Florida lawmakers fail to strike deal on medical cannabis bill

Florida lawmakers failed to agree on compromise legislation to regulate the state’s medical marijuana program, handing off the job to health regulators – a situation that has MMJ advocates worried.

Their concern comes after Florida health regulators proposed a plan earlier this year to give the state’s seven existing CBD-focused businesses entire control of the full-strength MMJ market.

Such a move would effectively close off the state’s MMJ industry to new growers and dispensary operators hoping to capitalize on a November voter initiative legalizing full-strength medical cannabis for a broad swath of patients.

The legislative session ended at midnight Friday before the lawmakers could reach an agreement on regulations governing cultivators and dispensaries, the Miami Herald reported.
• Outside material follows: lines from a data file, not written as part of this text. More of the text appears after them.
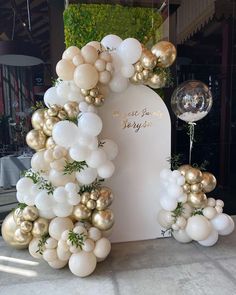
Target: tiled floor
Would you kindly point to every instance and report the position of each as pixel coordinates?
(154, 267)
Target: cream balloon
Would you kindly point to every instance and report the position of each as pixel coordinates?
(82, 264)
(86, 76)
(58, 225)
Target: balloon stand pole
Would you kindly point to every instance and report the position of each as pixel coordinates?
(191, 127)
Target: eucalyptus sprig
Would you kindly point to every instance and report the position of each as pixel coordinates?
(175, 161)
(39, 180)
(76, 239)
(74, 166)
(88, 188)
(41, 243)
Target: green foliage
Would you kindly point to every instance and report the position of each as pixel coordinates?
(91, 22)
The Florida Department of Health has until July 3 to decide how Amendment 2 – as the MMJ amendment was known – will be regulated and implemented. MMJ advocates worry the DOH will restrict cultivators and dispensaries and, therefore, patient access, thus limiting business opportunities.
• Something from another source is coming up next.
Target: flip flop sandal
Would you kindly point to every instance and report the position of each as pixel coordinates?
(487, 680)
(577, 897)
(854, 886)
Attorney John Morgan, who helped fund the MMJ campaign, is urging lawmakers to return to Tallahassee and convene a special session to get the legislation passed, according to the Tampa Bay Times.

The state Senate passed a bill Thursday capping the number of dispensary sites per grower to five plus an additional location for every 75,000 patients, while the state legislature wanted no caps. The House passed a bill late Friday night that capped the number at 100, but the Senate didn’t take up the matter and the MMJ legislation died.